Virtual Machine Forensics – Essay Example

The paper “Virtual Machine Forensics” is an excellent example of an essay on information technology
Virtual machines are considered as mimicries of certain computer systems. Type 2 hypervisors (hosted hypervisors) are virtual machine managers that are installed as software applications on an operating system that is already in existence (Steuart, Nelson & Phillips, 2009). Some of the type 2 hypervisors include Oracle VirtualBox, VMware Workstation, Parallels Desktop, and KVM among others. As opposed to the type 1 hypervisors, they support virtual guest machines by coordinating CPU, network, memory and other calls from other resources via the operating system of the host.

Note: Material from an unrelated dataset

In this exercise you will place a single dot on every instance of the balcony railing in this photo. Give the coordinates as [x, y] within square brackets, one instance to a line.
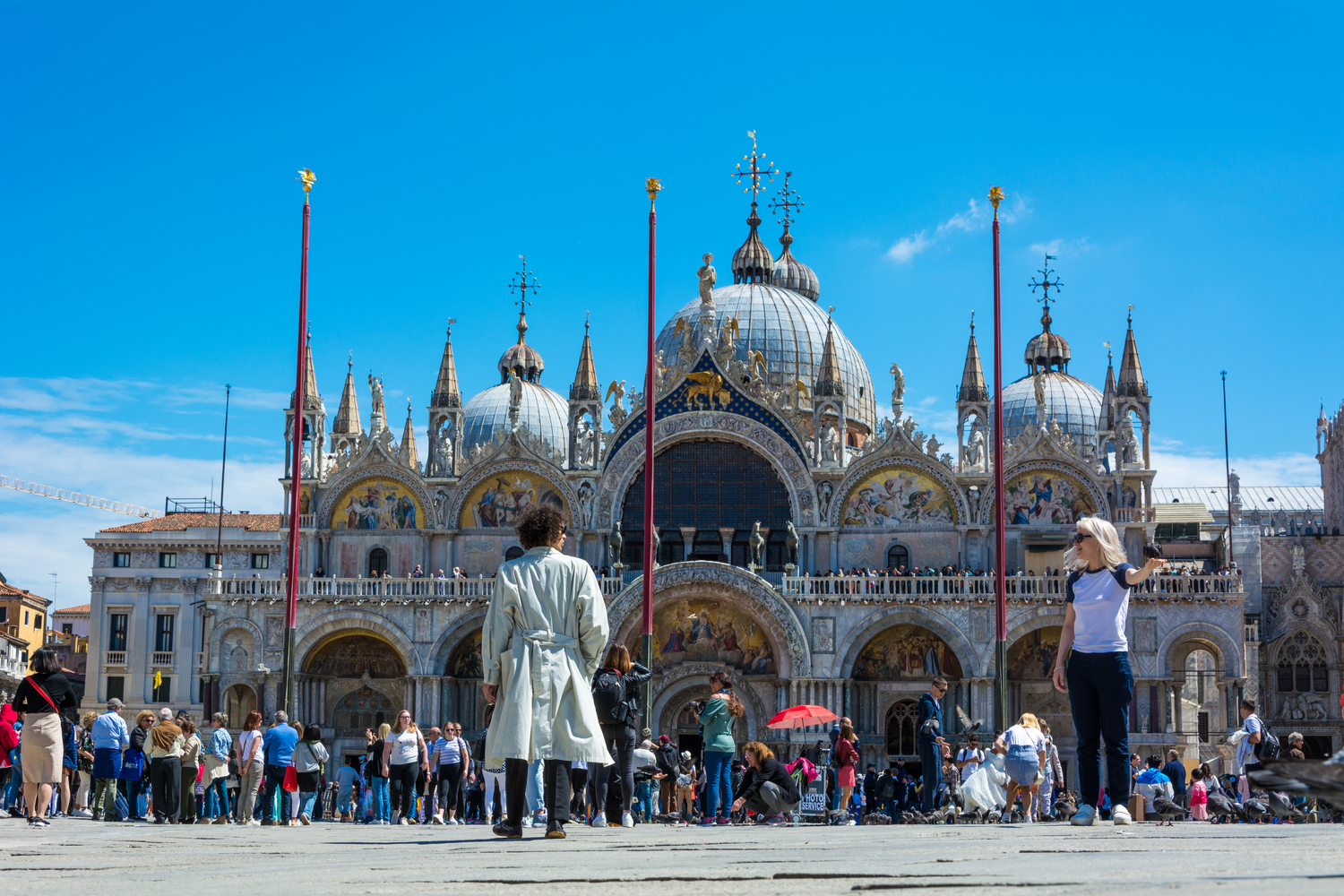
[362, 589]
[857, 587]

Some of the type 2 hypervisors that can fit in a flash drive of less than 16GB are Oracle Virtualbox and VMware Workstation.
VMware workstation supports Windows and Linux while Oracle VirtualBox supports the two mentioned operating systems together with OS X and Solaris. Kernel-based VMs supports Unix-like operating systems while Parallels Desktop supports Mac OS X. Investigations that involve VMs are not different from the normal investigations. In such investigations which incorporate the use of type 2 hypervisors, a forensic image is obtained from the host computer and the network logs (Steuart, Nelson & Phillips, 2009). Some of the forensic tools that can be loaded on the drive include Digital Forensic Framework, SIFT, CAINE Linux, The Sleuth Kit which works well with KVM and BlackLight.
There are various deterrents that should be considered before releasing a virtual machine to the consumer. Some of these precautions include evaluating some of the assets that require protection and coming up with an uncompromising security tactic. The vibrant nature of a company should also be merged in the security plan involved in the fortification of data and the software of the VM.
Both malicious and non-malicious threats to the software and data should be considered. Thereafter, the company should develop a security strategy that deals with the evasion of these potential harms to the software and the data. Some of the major threats include DDoS attacks (Distributed denial of service) and zero-day attacks (Steuart, Nelson & Phillips, 2009). These attacks have a high monetary impact on the software and data hence, the need for developing a security strategy to deal with such attacks.